I have 'New Member syndrome' and am quite unsure about how to go about corrections (though I have tried looking at the various help sections!). The Chinese sentence does not appear to have been correctly linked to the European translations here (though I'm not enough of an expert on French or German to be 100% about those languages). The Chinese sentence implies the following meaning: "Wait, wait a second AND IT'LL BE OK/FINE". This isn't reflected in the English. How do I improve this?

al_ex_an_der 2012-02-09 16:12 link permalink

Sorry if I ask, but are you sure?

grahambond 2012-02-09 16:17 link permalink

In Chinese, it's conceivable that there are certain contexts where this phrase - 等一下就好 - might be best translated as, simply, 'Wait a while'. However, 等一下 (or 稍等 of 等等) by itself has this meaning. The final two characters - 就好 - imply that there will be a positive result to the waiting - ie. by waiting, things will be improved/solved/dealt with etc.

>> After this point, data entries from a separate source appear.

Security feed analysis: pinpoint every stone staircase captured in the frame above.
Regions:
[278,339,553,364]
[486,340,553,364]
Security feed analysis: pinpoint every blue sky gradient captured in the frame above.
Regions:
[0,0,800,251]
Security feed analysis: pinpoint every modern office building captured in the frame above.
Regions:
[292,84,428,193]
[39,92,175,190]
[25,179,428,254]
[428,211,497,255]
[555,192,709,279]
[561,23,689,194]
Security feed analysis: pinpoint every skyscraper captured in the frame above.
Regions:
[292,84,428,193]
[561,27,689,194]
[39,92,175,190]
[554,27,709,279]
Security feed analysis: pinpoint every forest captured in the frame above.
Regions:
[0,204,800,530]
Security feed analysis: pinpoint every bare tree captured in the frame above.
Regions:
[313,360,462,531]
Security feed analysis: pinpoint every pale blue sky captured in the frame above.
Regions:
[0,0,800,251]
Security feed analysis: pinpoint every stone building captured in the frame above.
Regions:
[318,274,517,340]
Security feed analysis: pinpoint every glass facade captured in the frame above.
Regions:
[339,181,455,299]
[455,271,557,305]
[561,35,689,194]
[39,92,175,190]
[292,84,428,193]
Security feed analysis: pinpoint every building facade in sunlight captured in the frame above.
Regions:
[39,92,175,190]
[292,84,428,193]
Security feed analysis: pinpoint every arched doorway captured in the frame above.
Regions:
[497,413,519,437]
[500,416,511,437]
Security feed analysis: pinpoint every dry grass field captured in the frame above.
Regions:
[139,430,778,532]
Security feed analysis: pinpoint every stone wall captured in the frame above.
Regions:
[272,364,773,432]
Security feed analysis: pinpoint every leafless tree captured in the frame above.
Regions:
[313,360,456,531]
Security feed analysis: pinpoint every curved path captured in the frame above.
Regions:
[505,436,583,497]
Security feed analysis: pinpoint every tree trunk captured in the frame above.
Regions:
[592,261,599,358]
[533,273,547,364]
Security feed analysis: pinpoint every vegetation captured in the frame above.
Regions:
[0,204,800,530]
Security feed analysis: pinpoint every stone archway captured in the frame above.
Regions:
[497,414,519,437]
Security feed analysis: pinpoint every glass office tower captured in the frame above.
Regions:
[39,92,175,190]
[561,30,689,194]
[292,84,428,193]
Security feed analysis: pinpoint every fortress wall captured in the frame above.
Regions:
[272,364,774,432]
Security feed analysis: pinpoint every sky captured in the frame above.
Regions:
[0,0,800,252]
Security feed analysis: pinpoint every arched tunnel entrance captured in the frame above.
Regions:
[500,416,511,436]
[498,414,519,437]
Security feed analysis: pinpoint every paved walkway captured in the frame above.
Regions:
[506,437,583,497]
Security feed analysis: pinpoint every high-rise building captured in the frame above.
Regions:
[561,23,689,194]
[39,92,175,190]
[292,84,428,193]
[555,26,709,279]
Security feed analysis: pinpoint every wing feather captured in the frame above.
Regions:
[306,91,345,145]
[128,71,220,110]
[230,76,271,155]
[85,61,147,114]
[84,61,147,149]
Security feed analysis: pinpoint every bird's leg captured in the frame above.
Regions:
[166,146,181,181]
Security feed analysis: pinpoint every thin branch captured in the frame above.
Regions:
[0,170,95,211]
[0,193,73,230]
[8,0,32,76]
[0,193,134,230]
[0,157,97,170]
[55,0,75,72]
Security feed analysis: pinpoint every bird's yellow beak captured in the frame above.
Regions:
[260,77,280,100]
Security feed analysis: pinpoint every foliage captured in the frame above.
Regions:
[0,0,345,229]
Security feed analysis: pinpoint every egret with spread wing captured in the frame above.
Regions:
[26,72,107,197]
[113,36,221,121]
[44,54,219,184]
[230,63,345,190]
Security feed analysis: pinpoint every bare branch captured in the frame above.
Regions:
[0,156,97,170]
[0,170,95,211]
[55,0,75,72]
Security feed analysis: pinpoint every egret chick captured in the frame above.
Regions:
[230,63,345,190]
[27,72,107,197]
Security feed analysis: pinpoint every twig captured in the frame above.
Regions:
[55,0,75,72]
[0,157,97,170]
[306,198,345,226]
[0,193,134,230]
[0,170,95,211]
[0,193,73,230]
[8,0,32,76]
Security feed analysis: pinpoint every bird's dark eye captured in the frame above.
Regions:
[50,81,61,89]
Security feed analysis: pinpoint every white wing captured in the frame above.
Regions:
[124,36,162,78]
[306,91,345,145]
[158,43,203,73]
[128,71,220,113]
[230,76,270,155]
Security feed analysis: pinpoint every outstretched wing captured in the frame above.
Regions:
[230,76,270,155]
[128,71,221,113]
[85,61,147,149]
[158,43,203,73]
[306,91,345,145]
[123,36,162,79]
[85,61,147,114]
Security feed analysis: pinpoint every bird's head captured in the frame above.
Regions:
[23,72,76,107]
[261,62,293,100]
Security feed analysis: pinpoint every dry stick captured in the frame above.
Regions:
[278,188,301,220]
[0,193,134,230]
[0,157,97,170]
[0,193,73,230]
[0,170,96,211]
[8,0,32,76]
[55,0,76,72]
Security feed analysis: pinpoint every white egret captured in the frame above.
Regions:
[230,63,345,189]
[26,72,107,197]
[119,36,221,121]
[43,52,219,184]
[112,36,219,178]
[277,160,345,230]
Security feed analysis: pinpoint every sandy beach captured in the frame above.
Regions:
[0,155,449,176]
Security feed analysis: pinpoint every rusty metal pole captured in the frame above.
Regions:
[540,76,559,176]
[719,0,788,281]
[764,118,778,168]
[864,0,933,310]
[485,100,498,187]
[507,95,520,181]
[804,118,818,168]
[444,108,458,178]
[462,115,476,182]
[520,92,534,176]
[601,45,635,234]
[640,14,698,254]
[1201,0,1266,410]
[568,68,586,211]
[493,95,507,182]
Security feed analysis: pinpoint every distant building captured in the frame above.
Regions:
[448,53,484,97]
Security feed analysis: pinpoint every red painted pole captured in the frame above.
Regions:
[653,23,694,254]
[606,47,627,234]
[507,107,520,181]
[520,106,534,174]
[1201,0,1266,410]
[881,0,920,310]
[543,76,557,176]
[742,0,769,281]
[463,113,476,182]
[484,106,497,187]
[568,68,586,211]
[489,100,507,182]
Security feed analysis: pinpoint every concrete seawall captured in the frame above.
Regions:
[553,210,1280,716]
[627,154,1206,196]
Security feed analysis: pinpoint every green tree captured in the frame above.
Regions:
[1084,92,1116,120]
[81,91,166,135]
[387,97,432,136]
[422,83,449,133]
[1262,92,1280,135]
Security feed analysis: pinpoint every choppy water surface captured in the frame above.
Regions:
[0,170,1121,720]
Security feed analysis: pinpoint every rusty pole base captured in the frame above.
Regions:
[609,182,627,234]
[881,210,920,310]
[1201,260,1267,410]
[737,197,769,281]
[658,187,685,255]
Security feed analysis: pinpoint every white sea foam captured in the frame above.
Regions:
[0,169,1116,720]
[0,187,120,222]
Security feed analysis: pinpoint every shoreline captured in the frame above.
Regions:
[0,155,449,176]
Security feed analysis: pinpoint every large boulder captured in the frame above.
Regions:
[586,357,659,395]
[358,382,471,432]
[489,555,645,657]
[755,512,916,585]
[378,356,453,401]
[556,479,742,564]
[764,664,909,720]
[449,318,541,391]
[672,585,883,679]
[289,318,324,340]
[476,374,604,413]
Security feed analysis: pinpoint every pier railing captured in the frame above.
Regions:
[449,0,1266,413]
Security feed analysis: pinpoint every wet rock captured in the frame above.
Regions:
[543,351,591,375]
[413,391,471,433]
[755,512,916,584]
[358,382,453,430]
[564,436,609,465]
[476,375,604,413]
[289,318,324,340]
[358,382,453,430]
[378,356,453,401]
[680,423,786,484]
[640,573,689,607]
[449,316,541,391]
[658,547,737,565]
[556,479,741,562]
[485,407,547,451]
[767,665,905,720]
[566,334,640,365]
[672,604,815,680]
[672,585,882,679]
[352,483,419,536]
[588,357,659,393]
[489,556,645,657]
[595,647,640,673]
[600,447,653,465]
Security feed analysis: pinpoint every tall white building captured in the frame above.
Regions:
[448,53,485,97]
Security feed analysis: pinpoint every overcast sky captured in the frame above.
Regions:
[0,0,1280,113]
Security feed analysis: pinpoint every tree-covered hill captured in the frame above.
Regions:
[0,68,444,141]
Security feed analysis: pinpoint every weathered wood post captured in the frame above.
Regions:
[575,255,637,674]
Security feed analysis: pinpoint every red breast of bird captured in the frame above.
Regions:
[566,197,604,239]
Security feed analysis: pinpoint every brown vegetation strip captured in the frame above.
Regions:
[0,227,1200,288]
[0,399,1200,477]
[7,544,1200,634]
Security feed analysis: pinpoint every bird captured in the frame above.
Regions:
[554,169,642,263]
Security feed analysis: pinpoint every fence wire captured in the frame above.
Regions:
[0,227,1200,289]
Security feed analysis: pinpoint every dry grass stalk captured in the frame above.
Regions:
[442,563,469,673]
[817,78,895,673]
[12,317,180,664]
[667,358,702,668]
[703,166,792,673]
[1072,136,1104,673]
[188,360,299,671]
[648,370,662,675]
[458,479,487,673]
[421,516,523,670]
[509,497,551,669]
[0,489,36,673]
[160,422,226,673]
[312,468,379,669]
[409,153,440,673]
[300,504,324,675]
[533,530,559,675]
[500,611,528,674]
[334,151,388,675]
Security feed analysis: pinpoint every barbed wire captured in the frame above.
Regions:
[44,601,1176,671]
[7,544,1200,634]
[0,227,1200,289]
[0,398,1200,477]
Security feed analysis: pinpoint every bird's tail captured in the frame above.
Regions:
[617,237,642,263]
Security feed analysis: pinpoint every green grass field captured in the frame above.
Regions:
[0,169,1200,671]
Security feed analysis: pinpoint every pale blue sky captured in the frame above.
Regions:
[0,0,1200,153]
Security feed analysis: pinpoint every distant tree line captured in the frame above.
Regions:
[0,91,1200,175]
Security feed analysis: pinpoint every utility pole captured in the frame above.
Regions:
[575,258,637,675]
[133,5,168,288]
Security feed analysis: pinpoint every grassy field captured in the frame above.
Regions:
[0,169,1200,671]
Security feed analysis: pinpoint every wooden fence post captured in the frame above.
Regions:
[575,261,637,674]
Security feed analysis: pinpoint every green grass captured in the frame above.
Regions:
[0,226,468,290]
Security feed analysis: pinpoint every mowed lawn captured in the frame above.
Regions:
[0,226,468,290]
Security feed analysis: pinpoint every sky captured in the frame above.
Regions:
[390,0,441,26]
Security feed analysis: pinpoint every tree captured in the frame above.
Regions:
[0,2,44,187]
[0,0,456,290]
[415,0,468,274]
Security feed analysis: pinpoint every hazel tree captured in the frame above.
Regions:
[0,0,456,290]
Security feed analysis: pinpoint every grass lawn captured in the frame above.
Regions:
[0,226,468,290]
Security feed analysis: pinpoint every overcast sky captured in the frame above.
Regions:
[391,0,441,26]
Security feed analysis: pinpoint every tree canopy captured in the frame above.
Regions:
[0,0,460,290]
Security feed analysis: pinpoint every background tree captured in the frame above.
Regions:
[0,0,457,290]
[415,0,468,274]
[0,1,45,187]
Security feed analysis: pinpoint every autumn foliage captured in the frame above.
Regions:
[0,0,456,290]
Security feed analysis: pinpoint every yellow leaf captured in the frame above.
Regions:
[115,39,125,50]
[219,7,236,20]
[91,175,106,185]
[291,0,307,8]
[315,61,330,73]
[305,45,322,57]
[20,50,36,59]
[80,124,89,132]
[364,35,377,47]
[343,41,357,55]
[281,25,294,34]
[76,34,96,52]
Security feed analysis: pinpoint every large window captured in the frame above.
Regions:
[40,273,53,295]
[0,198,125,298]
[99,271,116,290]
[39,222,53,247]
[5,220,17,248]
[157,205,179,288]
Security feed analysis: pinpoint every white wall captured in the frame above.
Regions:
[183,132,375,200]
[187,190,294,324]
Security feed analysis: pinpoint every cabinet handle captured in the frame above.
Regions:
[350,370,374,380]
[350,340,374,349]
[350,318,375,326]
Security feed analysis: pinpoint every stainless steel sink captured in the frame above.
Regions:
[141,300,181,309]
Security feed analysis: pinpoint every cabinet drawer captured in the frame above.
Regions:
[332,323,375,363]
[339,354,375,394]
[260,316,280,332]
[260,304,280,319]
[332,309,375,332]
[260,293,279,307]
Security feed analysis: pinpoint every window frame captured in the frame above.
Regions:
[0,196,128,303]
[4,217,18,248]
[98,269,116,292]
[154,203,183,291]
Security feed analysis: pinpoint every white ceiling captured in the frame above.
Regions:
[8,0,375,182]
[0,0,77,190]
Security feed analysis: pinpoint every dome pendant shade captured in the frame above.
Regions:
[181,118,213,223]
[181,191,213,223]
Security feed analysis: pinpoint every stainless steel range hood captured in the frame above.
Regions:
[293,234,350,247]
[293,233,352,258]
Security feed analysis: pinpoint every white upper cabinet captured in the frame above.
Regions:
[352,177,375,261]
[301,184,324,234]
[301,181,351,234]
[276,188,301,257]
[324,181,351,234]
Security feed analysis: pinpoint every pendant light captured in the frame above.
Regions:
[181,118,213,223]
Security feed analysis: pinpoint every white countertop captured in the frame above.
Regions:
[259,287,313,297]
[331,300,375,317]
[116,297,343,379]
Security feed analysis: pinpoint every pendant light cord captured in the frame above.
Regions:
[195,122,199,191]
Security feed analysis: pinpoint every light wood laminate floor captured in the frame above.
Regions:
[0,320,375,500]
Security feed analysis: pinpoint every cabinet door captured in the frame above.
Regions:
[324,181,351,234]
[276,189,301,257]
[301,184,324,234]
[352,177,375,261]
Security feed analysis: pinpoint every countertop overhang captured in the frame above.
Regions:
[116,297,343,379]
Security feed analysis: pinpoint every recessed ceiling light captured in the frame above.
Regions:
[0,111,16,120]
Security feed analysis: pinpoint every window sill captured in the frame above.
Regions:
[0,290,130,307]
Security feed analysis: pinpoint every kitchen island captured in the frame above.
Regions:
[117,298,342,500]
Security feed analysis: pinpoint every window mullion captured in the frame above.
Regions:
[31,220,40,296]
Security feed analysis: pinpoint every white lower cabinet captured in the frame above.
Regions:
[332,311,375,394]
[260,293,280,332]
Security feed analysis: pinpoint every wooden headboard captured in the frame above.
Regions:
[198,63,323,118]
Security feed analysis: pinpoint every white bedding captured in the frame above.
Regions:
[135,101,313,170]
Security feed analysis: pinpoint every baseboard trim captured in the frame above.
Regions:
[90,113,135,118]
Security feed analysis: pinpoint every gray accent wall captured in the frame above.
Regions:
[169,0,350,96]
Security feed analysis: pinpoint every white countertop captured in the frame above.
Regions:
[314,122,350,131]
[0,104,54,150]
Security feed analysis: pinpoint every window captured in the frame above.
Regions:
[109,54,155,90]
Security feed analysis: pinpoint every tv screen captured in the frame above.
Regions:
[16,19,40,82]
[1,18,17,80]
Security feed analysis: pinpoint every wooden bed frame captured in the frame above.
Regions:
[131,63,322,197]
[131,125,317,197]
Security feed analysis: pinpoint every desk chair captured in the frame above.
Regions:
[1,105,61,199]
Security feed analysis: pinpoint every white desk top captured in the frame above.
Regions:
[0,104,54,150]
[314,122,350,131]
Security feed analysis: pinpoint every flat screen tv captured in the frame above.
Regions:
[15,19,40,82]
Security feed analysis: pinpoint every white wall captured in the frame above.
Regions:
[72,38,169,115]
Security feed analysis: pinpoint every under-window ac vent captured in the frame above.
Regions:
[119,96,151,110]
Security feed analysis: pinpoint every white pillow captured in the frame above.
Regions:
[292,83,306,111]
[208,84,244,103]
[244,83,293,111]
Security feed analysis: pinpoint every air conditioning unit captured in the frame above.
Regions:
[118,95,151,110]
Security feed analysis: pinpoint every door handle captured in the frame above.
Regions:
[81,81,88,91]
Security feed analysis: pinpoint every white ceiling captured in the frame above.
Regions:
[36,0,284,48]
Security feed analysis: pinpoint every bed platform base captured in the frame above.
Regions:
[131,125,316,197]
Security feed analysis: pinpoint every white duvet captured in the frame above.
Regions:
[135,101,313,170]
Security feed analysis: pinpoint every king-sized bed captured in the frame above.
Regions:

tsayng 2012-02-09 16:19 link permalink

Yes you are right. Literally, "就好" means "will be fine" in Chinese but the whole sentence means, "Wait, Wait a second."
However, you can simple say "等,等一下。" or "嗯,等一下。"

tsayng 2012-02-09 16:20 link permalink

Yes, it implies a positive result but I could not think of anyone asking others to wait for a bad result.

al_ex_an_der 2012-02-09 16:24 link permalink

So it will be not necessary to unlink the sentences, am I right?

grahambond 2012-02-09 16:32 link permalink

It's amazing how complex such a simple sentence can be! There is probably no 'correct' answer here, and Tsayng is obviously far more expert at Chinese than I am. All I'd say is that 等一下就好 makes me think of a mother soothing a child who has hurt himself (ie. 'it's ok, it'll get better in a little while'), whereas if you were asked to wait to see the doctor, the receptionist would probably say "请稍等" or "等一下,好吗" as a way of asking you to 'Wait a while'.

grahambond 2012-02-09 17:08 link permalink

There's an argument to say this very simple sentence shows the great difficulty of translating sentence by sentence without a wider context. There are so many potential translations because of the scope of the Chinese word '好'. The sentence might mean: "Wait a while and [something] will be ready/fine/better/done/finished" etc. Maybe just 'wait a while' is the closest you can get without getting caught up in all the arguments, but it's not the best translation of 'wait a while'. 等一下 on its own would seem to be far more generally usable.

On a more general point, is the comment thread the correct place for these kind of discussions?

tsayng 2012-02-10 03:21 link permalink

I do not want to be stubborn. I have to admit that the best translation here would be "等等" since the context is not provided. And the followings are the variations of the these Chinese sentence:
嗯,稍等。
嗯,等一下。
嗯,等一下就好。
Thanks for the comments and suggestions,anyway. I've learnt a lot from this translation.